Oposição japonesa se une em novo partido para eleição antecipada

CDP e Komeito formalizam aliança histórica para desafiar o governo conservador da primeira-ministra Takaichi

Em uma movimentação que promete redefinir o cenário político japonês, o principal partido de oposição, o Democrático Constitucional do Japão (CDP), e o Komeito anunciaram a formação de um novo partido centrista. A decisão, tomada em reunião entre os líderes Yoshihiko Noda e Tetsuo Saito, é uma resposta direta às eleições gerais antecipadas que devem ocorrer em fevereiro, após a primeira-ministra Sanae Takaichi dissolver a Câmara dos Representantes.
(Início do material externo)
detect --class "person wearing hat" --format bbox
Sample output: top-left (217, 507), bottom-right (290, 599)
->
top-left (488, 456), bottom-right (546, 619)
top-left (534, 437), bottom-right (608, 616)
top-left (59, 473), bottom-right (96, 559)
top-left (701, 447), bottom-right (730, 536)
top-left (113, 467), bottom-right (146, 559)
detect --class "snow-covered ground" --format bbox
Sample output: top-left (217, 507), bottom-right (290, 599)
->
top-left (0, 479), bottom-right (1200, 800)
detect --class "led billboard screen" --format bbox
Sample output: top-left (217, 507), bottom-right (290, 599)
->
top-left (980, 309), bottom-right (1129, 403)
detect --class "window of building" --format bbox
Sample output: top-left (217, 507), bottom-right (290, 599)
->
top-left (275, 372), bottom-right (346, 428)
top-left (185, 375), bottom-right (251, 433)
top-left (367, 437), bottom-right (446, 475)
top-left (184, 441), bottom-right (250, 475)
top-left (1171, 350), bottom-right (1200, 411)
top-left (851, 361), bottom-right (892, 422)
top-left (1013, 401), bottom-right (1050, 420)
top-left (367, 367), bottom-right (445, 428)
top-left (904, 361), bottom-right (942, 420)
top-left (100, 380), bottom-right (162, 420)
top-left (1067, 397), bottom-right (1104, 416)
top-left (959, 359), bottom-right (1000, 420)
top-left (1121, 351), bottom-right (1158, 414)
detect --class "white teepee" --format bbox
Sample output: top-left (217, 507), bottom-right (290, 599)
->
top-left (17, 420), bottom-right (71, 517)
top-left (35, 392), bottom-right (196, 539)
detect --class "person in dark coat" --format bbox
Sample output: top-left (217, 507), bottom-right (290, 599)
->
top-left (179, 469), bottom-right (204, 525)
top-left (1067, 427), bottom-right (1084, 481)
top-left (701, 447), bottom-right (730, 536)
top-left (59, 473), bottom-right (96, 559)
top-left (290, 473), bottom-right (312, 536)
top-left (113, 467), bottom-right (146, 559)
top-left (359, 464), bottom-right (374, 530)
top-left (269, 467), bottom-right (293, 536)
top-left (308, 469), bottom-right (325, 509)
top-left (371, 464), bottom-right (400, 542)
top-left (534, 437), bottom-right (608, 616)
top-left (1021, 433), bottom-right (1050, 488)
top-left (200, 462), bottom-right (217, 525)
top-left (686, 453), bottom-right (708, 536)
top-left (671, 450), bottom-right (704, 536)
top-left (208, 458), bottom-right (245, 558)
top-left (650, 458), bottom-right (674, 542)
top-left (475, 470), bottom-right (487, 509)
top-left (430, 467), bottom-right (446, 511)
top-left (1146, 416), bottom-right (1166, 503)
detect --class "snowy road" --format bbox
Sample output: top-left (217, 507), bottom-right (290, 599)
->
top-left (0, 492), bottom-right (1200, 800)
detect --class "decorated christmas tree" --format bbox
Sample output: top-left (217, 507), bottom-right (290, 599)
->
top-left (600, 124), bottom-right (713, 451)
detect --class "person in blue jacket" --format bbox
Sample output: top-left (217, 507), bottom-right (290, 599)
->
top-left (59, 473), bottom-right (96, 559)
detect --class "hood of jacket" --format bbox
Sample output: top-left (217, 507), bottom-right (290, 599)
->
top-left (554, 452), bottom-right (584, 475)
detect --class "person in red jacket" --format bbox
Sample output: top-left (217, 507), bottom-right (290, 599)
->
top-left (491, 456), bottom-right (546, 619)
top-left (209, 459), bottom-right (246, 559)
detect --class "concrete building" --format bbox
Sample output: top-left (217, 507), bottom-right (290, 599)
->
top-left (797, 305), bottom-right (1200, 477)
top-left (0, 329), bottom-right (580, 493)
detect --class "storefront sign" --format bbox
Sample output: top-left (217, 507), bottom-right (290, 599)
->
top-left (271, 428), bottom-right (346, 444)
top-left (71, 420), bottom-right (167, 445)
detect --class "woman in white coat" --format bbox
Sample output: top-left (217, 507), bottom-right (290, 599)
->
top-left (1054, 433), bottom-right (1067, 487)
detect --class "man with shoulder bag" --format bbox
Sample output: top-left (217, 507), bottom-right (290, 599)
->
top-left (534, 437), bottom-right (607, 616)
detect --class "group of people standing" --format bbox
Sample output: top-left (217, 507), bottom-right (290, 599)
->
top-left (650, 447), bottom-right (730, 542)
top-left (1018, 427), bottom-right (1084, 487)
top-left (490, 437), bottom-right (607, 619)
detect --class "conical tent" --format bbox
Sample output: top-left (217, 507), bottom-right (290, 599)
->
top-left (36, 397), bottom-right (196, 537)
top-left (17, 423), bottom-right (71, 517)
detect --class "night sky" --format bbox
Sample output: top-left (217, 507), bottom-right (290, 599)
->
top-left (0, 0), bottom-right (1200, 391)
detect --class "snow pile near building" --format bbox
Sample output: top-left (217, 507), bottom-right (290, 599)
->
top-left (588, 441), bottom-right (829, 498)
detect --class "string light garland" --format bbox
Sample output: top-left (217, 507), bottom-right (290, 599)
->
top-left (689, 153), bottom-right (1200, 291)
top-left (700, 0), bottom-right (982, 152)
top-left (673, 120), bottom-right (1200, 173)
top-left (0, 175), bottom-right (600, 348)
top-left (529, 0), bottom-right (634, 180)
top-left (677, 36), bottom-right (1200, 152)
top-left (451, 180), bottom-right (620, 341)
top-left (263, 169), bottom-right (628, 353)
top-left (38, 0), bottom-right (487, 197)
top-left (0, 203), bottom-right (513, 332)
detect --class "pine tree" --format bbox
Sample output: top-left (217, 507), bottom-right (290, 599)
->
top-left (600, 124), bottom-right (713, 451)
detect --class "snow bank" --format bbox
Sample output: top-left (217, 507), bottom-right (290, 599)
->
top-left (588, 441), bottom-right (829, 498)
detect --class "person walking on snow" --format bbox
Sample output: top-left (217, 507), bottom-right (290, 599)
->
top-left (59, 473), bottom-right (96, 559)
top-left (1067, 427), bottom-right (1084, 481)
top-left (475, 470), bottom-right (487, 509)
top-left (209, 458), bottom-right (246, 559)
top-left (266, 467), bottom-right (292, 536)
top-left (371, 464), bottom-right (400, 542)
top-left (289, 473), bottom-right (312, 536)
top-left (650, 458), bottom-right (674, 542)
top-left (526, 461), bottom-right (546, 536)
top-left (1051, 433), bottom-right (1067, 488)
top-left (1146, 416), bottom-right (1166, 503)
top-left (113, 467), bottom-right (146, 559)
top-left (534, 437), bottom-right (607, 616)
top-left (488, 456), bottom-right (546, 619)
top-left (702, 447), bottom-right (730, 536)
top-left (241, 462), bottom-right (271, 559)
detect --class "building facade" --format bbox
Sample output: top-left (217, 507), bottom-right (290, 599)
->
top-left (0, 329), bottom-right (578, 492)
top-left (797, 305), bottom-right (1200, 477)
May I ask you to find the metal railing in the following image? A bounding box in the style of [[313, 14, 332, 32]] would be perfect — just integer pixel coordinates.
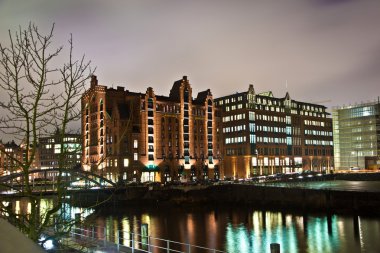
[[70, 226, 223, 253]]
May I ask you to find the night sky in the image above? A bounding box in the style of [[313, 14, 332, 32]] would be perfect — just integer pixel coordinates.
[[0, 0, 380, 108]]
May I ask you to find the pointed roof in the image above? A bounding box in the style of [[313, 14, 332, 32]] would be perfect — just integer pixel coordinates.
[[169, 76, 189, 101], [284, 92, 290, 100]]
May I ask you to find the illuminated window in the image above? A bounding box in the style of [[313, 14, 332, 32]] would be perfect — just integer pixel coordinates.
[[133, 140, 138, 148], [124, 158, 129, 167]]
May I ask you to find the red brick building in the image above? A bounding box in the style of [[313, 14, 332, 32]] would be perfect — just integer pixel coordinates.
[[82, 76, 223, 182]]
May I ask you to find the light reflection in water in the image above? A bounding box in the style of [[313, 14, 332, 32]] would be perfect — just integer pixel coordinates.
[[90, 207, 380, 253]]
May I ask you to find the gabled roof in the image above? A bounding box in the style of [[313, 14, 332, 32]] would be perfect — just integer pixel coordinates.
[[117, 103, 130, 119]]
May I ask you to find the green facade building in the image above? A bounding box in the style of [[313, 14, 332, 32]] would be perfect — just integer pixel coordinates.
[[332, 100, 380, 170]]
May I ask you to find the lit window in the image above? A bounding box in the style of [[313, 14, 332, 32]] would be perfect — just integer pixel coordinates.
[[133, 140, 138, 148], [124, 158, 129, 167]]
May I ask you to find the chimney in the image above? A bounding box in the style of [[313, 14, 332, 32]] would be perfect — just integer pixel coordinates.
[[91, 75, 98, 88]]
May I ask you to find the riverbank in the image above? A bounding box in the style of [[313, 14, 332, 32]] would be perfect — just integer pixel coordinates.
[[71, 180, 380, 215]]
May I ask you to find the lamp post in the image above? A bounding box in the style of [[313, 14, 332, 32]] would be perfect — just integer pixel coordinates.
[[356, 149, 359, 168]]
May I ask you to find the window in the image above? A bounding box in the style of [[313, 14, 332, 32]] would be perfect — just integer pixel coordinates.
[[124, 158, 129, 167]]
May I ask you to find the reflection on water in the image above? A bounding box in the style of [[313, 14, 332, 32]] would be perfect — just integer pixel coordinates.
[[93, 207, 380, 253], [2, 197, 94, 220]]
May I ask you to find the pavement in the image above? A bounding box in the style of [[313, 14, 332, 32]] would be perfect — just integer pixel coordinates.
[[273, 180, 380, 192], [0, 218, 46, 253]]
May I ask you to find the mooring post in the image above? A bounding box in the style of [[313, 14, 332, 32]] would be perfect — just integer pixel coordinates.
[[270, 243, 280, 253]]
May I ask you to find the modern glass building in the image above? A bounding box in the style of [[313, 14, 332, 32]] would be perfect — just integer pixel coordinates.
[[332, 100, 380, 170], [214, 85, 333, 179]]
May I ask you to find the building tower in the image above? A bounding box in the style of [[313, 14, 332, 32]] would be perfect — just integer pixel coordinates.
[[82, 76, 223, 182]]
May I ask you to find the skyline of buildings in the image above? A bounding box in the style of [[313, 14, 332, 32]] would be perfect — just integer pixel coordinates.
[[0, 76, 380, 182]]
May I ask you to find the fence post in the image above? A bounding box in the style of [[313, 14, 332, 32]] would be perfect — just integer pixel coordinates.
[[131, 233, 135, 253], [115, 230, 120, 252], [270, 243, 280, 253], [103, 227, 107, 247]]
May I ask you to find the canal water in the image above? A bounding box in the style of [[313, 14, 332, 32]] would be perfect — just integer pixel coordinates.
[[87, 205, 380, 253]]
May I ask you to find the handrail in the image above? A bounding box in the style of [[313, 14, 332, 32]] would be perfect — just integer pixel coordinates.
[[70, 226, 224, 253]]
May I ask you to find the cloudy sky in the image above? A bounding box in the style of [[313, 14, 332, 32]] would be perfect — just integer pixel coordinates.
[[0, 0, 380, 110]]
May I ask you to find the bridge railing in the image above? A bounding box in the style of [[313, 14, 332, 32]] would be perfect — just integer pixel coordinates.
[[70, 226, 223, 253]]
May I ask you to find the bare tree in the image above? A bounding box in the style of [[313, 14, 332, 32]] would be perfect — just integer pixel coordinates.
[[0, 23, 93, 241]]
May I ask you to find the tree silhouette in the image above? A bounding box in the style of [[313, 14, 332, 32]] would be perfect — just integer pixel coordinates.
[[0, 23, 94, 241]]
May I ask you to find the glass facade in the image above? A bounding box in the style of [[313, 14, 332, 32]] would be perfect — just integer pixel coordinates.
[[333, 102, 380, 170]]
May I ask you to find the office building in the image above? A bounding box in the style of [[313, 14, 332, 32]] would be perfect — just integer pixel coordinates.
[[333, 101, 380, 170], [215, 85, 333, 178]]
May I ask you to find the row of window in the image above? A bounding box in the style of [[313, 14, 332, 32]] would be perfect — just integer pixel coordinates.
[[304, 120, 325, 127], [223, 125, 245, 133], [225, 136, 246, 144], [305, 129, 332, 136], [305, 140, 333, 146], [222, 113, 245, 122], [219, 96, 243, 105]]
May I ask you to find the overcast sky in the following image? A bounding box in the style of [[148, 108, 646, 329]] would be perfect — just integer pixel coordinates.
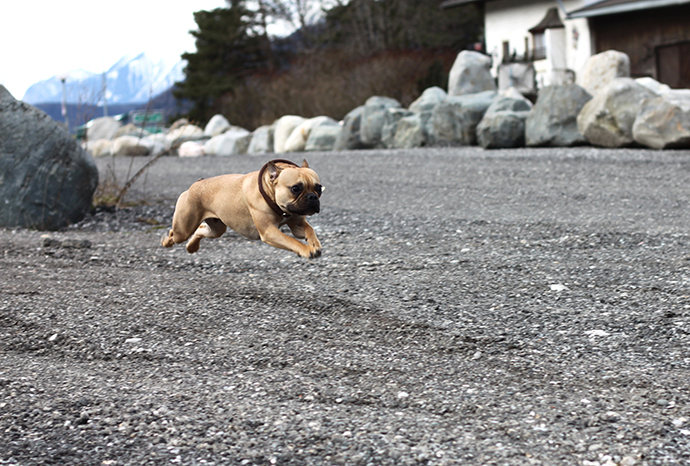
[[0, 0, 231, 99]]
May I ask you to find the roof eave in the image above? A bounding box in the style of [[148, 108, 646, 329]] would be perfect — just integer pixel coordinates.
[[568, 0, 690, 19]]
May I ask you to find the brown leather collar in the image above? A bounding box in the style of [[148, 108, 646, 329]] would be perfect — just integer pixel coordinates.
[[259, 159, 299, 218]]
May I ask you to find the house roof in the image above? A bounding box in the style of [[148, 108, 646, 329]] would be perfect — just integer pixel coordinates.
[[568, 0, 690, 18], [441, 0, 489, 8], [529, 7, 565, 34]]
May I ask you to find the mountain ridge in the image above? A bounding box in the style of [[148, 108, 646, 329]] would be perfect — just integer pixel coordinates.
[[22, 52, 186, 106]]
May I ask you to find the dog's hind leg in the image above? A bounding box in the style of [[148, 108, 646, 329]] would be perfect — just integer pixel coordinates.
[[185, 218, 228, 254]]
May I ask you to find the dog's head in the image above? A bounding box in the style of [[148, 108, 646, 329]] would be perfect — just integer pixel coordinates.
[[266, 160, 324, 215]]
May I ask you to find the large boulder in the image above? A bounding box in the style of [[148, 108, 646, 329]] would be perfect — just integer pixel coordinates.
[[285, 116, 340, 152], [448, 50, 496, 96], [333, 105, 367, 150], [635, 76, 671, 95], [204, 114, 232, 138], [381, 108, 412, 147], [477, 97, 532, 149], [525, 84, 592, 147], [410, 86, 448, 113], [165, 124, 205, 147], [247, 125, 274, 154], [111, 123, 151, 140], [392, 113, 429, 149], [431, 91, 496, 145], [110, 136, 149, 156], [86, 117, 122, 141], [360, 96, 401, 148], [177, 141, 206, 157], [0, 85, 98, 230], [204, 126, 251, 157], [577, 50, 630, 96], [273, 115, 306, 154], [477, 110, 529, 149], [139, 133, 170, 156], [304, 124, 341, 152], [577, 78, 656, 147], [633, 90, 690, 149]]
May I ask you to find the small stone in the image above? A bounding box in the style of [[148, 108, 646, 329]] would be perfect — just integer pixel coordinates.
[[549, 283, 570, 291]]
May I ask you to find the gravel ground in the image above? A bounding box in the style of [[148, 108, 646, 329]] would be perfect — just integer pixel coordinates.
[[0, 148, 690, 466]]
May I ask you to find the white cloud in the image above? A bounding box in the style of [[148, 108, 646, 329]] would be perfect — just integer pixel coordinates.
[[0, 0, 226, 99]]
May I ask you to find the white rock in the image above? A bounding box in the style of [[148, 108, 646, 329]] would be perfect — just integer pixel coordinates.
[[247, 125, 274, 154], [448, 50, 496, 96], [635, 76, 671, 95], [111, 136, 149, 155], [273, 115, 306, 154], [139, 133, 170, 155], [577, 50, 630, 96], [204, 115, 230, 137], [204, 126, 250, 157], [284, 116, 338, 152], [165, 124, 204, 146], [86, 139, 113, 157], [177, 141, 205, 157], [86, 117, 122, 141]]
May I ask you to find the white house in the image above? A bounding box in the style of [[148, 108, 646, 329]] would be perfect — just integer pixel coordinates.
[[442, 0, 596, 87], [441, 0, 690, 91]]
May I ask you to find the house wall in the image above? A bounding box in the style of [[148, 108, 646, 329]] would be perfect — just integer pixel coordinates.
[[484, 0, 593, 86], [591, 5, 690, 85]]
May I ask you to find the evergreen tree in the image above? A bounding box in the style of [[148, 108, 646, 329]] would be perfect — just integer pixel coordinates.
[[174, 0, 270, 122]]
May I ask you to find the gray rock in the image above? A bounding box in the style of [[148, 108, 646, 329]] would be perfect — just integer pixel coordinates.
[[304, 125, 341, 152], [86, 117, 122, 141], [247, 125, 273, 154], [381, 108, 412, 147], [430, 91, 496, 146], [392, 114, 429, 149], [632, 91, 690, 149], [577, 50, 630, 96], [525, 84, 592, 147], [410, 87, 448, 113], [486, 95, 532, 114], [577, 78, 656, 147], [333, 105, 367, 150], [360, 96, 401, 148], [448, 50, 496, 96], [477, 110, 529, 149], [0, 85, 98, 230]]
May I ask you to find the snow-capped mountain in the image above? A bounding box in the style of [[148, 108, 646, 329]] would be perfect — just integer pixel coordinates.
[[22, 53, 185, 105]]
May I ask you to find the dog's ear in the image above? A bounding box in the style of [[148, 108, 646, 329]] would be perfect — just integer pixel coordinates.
[[266, 162, 281, 182]]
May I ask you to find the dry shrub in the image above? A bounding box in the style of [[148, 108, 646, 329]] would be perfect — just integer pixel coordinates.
[[221, 50, 456, 129]]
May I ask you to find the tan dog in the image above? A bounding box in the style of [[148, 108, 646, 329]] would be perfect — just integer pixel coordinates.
[[161, 160, 324, 259]]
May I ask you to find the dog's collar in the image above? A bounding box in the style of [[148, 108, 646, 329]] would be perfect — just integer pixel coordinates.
[[259, 159, 299, 218]]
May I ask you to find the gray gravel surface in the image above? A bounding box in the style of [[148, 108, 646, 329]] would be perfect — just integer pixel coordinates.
[[0, 148, 690, 466]]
O acordo, selado sob a bandeira do “centrismo”, representa uma guinada estratégica significativa. O Komeito, que por 26 anos foi parceiro de coalizão do Partido Liberal Democrático (PLD), rompeu com o governo em outubro do ano passado. Agora, ao se aliar ao CDP, busca criar um eixo sólido de oposição capaz de enfrentar a coalizão conservadora liderada pelo PLD e pelo Partido da Inovação do Japão.

Os detalhes operacionais da fusão são precisos: apenas os parlamentares da Câmara Baixa de ambos os partidos ingressarão na nova agremiação. Em uma estratégia eleitoral coordenada, o Komeito não lançará candidatos em distritos uninominais, concentrando-se em apoiar os nomes do CDP nessas disputas. Em contrapartida, os candidatos do Komeito receberão posições de destaque nas listas de representação proporcional. Os parlamentares da Câmara Alta e os políticos locais permanecerão filiados aos partidos originais.

O momento político é de intensa movimentação. A primeira-ministra Takaichi sinalizou sua intenção de dissolver a Câmara dos Representantes logo no início da sessão ordinária do Parlamento, convocada para 23 de janeiro. Isso deve levar a um pleito rápido, com datas como 8 ou 15 de fevereiro sendo consideradas. Diante deste cenário de eleição-relâmpago, a rápida unificação da oposição é vista como uma tentativa crucial de consolidar forças e evitar a fragmentação de votos.

O novo partido surge em um contexto de recomposição do tabuleiro político nacional. A saída do Komeito da coalizão governista, motivada por descontentamento com a resposta do PLD a um escândalo de fundos, já havia abalado a base de apoio de Takaichi. Agora, a perspectiva de que a tradicional máquina eleitoral e a base de fiéis budistas leigos do Komeito sejam mobilizadas contra o governo representa um desafio adicional para o PLD. A formação desta nova força centrista pode, portanto, não apenas alterar o resultado das próximas eleições, mas iniciar um realinhamento duradouro na política japonesa.